To promote business in town, Bozeman and the town council are looking at altering building codes to reflect the change in the real estate environment.
“By going to what we call a flex code, others call it smart code, we’re changing some of the regulations governing developers,” she says. “The flex code allows developers to have more options in their communities. They can build a walkable community, a mixed-use development or any number of things without having to battle through layer upon layer of red tape.”

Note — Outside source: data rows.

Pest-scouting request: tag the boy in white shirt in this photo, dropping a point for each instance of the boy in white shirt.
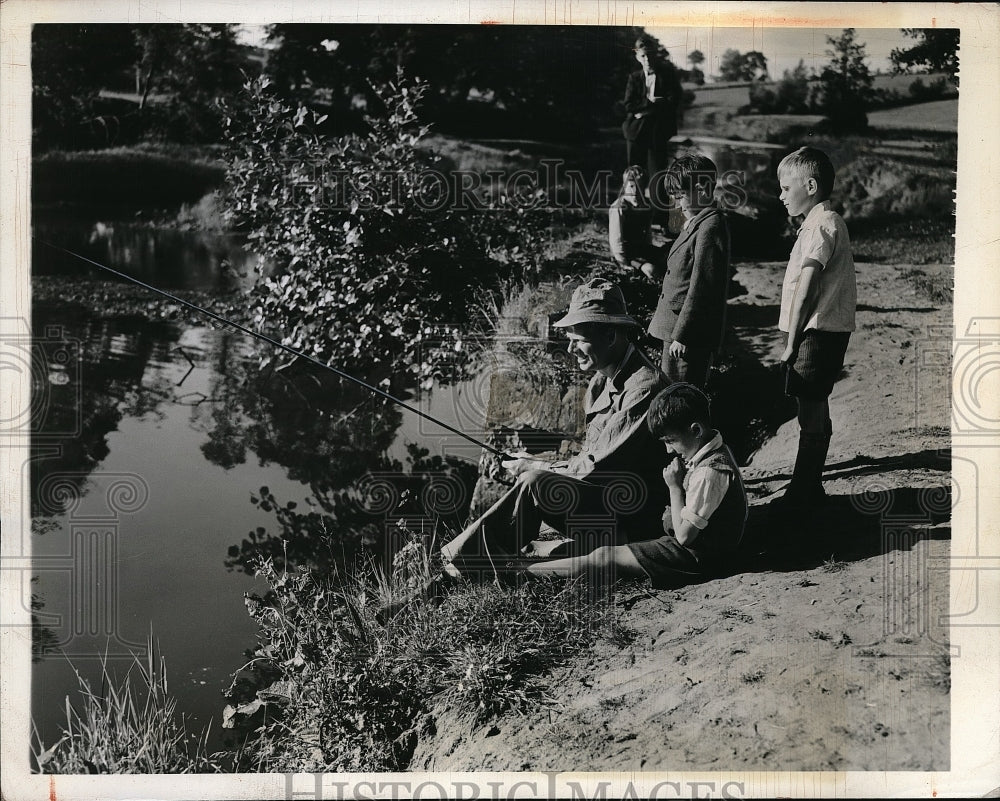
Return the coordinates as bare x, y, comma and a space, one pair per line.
818, 302
707, 512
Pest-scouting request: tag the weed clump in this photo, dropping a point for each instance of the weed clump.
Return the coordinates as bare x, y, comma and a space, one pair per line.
126, 725
331, 689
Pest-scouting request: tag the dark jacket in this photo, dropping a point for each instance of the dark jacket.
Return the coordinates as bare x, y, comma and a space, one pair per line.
692, 305
658, 120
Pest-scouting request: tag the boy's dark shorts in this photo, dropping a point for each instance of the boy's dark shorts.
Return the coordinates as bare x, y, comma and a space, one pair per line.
820, 360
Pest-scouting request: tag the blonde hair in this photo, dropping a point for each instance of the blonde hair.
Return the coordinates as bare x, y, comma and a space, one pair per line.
808, 162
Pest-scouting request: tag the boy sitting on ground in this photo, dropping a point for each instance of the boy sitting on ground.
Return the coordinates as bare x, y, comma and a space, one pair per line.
708, 504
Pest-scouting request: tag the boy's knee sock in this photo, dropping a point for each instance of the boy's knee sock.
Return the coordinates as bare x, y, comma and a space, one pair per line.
807, 477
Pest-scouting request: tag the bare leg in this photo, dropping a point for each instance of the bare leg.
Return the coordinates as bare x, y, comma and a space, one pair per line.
813, 415
606, 564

The change could be a big deal for Leland. If Leland becomes one of the first towns in the state to make a change like this to the building codes, then they will be encouraging more diverse development, which means more residents, more businesses and more taxes rolling in.
Leland is planning to build a new Town Center that Bozeman hopes will change some of the perception of the town. Already with street improvements on Village Road there’s a different feel to the area. The new building, which will house Town Hall and the Police Station, as well as other city offices, employs a modern design, but one that keeps in line with the aesthetic of Leland.
And as excited as Bozeman is about the Town Center, it’s overshadowed by the potential she sees in the Community Center.
“I see it as a cultural arts center or a civic center,” she says. “We have a young man who’s worked with the Thalian Association and with other community theater groups ready to help us establish a community theater here in Leland. It would be awesome to see all the talent from our community come together to work on a play. It’s a wonderful way to build and strengthen communal bonds and draw people closer together.”
The building will be big enough for a community theater and have space for art and craft workshops and lectures. Already, Leland residents are volunteering their talents and expertise to teach workshops. A local veterinarian has expressed interest in giving a talk to young kids about proper pet care and how to become a veterinarian. Another resident has offered to teach quilting classes.
Pulling Leland Together
All of this buzz helps pull Leland together. Leland has three distinct populations: lifelong Leland residents, retirees who have moved here from out of state and young professionals who work in Wilmington but like the pace, convenience and cost of living in Brunswick County. At times these three populations have been at odds over the direction the town should take, but lately it’s been pretty smooth sailing, and Bozeman hopes to keep on that course.
“When I was Mayor Pro Tem, we started to reach out to our various constituencies, dipping into each group for committee and board members. It seems to have worked. They built relationships and were able to be productive and, in many cases, it even fostered friendships.”
Bozeman chose Leland as the place she wanted to live, raise her family and try to make a difference. In her lifetime she has. From volunteering at Little League games to showing interested homebuyers what she loves about living in Brunswick County, she’s had an impact on the community.
“My heart’s always been in Leland,” she says.
Perhaps that’s why she wants to serve her town and make a difference in the future of Leland.
“When I moved here, the town was tiny,” she says. “We had one grocery store, one gas station, an ice cream shop, a fish camp restaurant and an insurance agent, and Waccamaw Bank was in a single-wide trailer. It’s so different now, it’s like Leland has grown up.”
It has. In just the last decade, the town has gone from 2,500 residents to more than 14,000. And in the 1970s and 1980s, the population was little more than a blip on North Carolina’s radar.
“I plan on serving my community well, and I hope that when my time as mayor comes to an end, I can see positive growth in town and find that we’re in a better place than when I started,” says Bozeman.